The Nativity of Jesus has been inspiring Christian art since Christian art first began.
One of the most primitive Christian images, in fact, dating back to the third century and found in the Catacombs of Priscilla in Rome, is a picture of the Madonna cradling the infant Christ, while a figure beside her points with his finger. Among other things, this figure has been interpreted as Isaiah the prophet, who foretold the sign of the virgin bearing a child, and Balaam, the pagan prophet who foresaw the Christmas star in the Book of Numbers.
If we follow from here through the subsequent ages the long history of the countless treatments of the Christmas theme — in sculpture, mosaics, icons, illuminations, ivories, frescoes, and paintings, colored-glass, and, of course, the enchanting Neapolitan presepios and crèches Provençales with their cities of “santons” — we will receive an implicit and rather thorough education in the wide history of art. We will also learn a great deal about non-biblical traditions.
A good example and one of the most influential sources for Western paintings of Jesus’ birth, especially in late medieval northern Europe, comes from the private revelations made to the great mystic, St. Bridget of Sweden (1303–1373). She recounts her vision of the Lord’s Nativity in terms that became a verbal icon for later painters to graphically realize.
The virgin knelt down with great veneration in an attitude of prayer, and her back was turned to the manger. … And while she was standing thus in prayer, I saw the child in her womb move and suddenly in a moment she gave birth to her son, from whom radiated such an ineffable light and splendor, that the sun was not comparable to it, nor did the candle that St. Joseph had put there give any light at all, the divine light totally annihilating the material light of the candle. … I saw the glorious infant lying on the ground naked and shining. His body was pure from any kind of soil and impurity. Then I heard also the singing of the angels, which was of miraculous sweetness and great beauty.
Following this miraculous parturition, the Virgin, joined by St. Joseph, kneels in adoration. This worshipful posture (which predates St. Bridget and is ultimately of Franciscan origin) is characteristic of the Western devotional tradition, whereas in the East, icons of Christ’s Nativity always show the Theotokos (Mother of God) reclining.
A beautiful, representative rendition of St. Bridget’s vision of the luminous little Lord is Nativity at Night by Geertgen tot Sint Jans (1465–1495), a Dutch painter who died very young and whose last name means “to St. John,” probably reflecting his religious consecration as a lay brother in the Knights of St. John (Hospitallers).
The entire source of light here is the radiant, newborn Light of the World, who glows upon the wondering, bowed face of his Blessed Mother. St. Joseph, half hidden in the darkness, holds no candle to be stripped of its “material light,” but the same effect is played out subtly in the background.
The tiny flame of fire, where the shepherds in the field are warming themselves by night, is outshone by the glorious radiance of the angel announcing the good news of peace on earth.

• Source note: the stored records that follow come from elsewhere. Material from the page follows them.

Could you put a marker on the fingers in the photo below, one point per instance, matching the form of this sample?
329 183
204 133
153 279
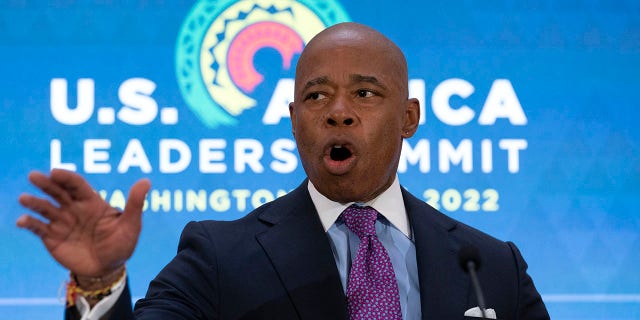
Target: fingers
32 224
76 186
45 184
133 208
40 206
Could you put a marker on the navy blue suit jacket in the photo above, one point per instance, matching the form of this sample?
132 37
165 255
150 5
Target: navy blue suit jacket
276 263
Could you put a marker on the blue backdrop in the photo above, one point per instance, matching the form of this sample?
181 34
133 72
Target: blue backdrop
529 129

The heavenly angels themselves, of course, receive their light from the one they contemplate in reverent awe, feasting on his glory at the manger.
It is interesting that the huge bovine face hovering over the feedbox does not rejoice in the same white clothing of light as Mary and the heavenly hosts, as if the birth of the Daystar first dawns in its splendor upon saintly spirits and rational souls.
The eclipse of terrestrial by celestial light is achieved in another fashion in the Nativity of French baroque painter, Georges de La Tour (1593–1652).
Now St. Joseph holds but shields the candle, deflecting the light source onto the peacefully sleeping swaddling child, a bound-up little Lazarus already hinting at his resurrection. This technical solution on the part of de La Tour creates an extraordinary mood of serenity, warmth, and tender affection. In this gentle light all can equally bask (even the lamb), but Mary’s uniquely poised and stately adoration beams in direct counterpoint to the shadowed Joseph and dominates the entire grouping.
The candle technique is, in fact, a kind of signature of de La Tour, who belonged to the school of the Caravaggisti (followers of Caravaggio), who loved to play with light and shadow, like the Renaissance master who in his own oeuvre routinely played with the lights and shadows of covered candles.
The same artist’s Newborn Christ thus shows same convention, as a maid softly bends back the candle’s soft rays to illumine the little Lord. The same stark contrast, already seen, of Mary’s bright red dress and Jesus’ equally bright, white wrappings, together symbolize the human flesh and blood, which are Mary’s gift to her child, and the sinless, spotless human nature the Eternal Word adopted.